Long regarded Ireland as strategically vital to the Allied war effort, because another rebellion while British and French armies were retreating all along the Western Front might mean the difference between victory and defeat. He demanded that ‘the most drastic steps should be taken to stamp out pro-German intrigues’.20 On 8 May Thomson found Long agitated by Sir Edward Carson’s claim in The Times that the government had incontrovertible evidence of a Sinn Fein–German alliance. He, in turn, astonished Long by claiming already to have shown proof to Duke and Wimborne, only for them to block the internment of Sinn Fein leaders.21 This finally confirmed Long’s perception of Dublin Castle as an Augean stables needing to be utterly cleansed of such arch appeasers, and he told Thomson that any government that ignored such information deserved impeachment.

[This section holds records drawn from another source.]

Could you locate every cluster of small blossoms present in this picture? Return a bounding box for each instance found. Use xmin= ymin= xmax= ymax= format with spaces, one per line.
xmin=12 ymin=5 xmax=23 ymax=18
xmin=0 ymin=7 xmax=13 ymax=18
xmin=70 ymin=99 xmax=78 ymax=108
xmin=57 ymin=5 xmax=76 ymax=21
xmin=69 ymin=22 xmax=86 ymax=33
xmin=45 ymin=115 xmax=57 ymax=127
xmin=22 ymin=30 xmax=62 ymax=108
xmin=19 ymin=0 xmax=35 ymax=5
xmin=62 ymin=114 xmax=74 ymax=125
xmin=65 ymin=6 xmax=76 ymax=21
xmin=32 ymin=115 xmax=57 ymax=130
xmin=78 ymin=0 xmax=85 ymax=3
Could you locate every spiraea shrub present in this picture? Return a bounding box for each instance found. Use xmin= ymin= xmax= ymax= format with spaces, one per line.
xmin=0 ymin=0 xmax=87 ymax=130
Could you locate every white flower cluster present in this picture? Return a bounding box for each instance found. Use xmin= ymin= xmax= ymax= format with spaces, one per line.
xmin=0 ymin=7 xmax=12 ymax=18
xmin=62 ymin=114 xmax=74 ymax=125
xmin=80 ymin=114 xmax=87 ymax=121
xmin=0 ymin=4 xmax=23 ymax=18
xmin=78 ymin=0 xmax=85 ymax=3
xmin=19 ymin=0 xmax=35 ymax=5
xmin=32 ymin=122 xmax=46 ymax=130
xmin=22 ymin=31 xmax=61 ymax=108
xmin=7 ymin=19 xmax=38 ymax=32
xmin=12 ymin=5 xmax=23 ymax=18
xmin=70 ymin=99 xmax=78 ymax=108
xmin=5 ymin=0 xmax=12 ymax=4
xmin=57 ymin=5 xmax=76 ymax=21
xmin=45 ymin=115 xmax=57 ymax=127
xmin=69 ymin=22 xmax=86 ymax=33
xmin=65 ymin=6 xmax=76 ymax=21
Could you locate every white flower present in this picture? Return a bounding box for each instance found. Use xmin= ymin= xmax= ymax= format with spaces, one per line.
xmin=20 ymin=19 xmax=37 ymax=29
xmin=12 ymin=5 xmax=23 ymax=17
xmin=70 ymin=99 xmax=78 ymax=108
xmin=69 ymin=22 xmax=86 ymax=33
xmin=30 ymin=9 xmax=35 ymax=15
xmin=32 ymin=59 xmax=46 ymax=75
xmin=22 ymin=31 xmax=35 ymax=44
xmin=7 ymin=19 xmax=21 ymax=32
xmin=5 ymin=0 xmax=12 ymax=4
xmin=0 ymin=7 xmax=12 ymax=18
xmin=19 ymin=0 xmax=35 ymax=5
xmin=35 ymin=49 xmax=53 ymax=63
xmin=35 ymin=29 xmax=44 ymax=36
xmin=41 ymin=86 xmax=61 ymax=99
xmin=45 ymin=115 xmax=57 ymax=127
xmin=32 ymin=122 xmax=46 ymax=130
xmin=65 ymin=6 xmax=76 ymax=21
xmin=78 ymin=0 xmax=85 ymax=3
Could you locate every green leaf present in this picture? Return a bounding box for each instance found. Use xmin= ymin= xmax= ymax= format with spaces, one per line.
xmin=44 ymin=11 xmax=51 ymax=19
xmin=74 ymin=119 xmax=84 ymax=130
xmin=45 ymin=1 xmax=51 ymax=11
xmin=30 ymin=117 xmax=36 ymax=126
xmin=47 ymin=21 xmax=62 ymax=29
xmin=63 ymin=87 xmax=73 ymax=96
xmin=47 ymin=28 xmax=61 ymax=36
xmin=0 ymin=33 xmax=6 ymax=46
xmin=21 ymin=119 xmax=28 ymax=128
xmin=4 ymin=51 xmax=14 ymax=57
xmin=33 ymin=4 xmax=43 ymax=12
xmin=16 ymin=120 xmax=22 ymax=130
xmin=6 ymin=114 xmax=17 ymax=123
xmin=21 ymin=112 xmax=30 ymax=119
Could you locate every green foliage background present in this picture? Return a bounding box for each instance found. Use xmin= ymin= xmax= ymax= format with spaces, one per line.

Long also instructed Thomson to compile a list of republican ringleaders immediately, and by the time French departed for Ireland three days later, plans for a crackdown were well under way. On Monday 13 May he informed Thomson that large-scale arrests were timed for Friday night and confidently predicted a smooth operation. Reminiscing about his time as Chief Secretary, Long recalled his then chief of police describing an Irish peasant superstition that the deaths of assassins from accidents or disease was ‘a judgement, and when the next generation (the present one) grew up they would be too well educated to murder. This is also the view of the Irish police.’22

As G Division finalised its arrest list, Broy was leaking the contents to O’Hanrahan, whom he warned on Friday morning, 17 May, that raids would take place that night. After advising that targets avoid their usual haunts, Broy was stunned when over eighty prominent republicans were rounded up. Only later did he learn that, while Collins had tipped off Sinn Fein leaders at a meeting in Harcourt Street, most – including de Valera, Griffith and Countess Markievicz – preferred mass arrest in order to portray British policy as the crude repression of Irish nationalism. Whatever Duggan’s formal role, it was on 17 May 1918 that Collins emerged as the Irish Volunteer GHQ’s de facto Director of Intelligence. By displaying his access to the enemy’s most confidential information and acting as protector of the republican leadership, Collins had transformed his power and standing in his colleagues’ eyes.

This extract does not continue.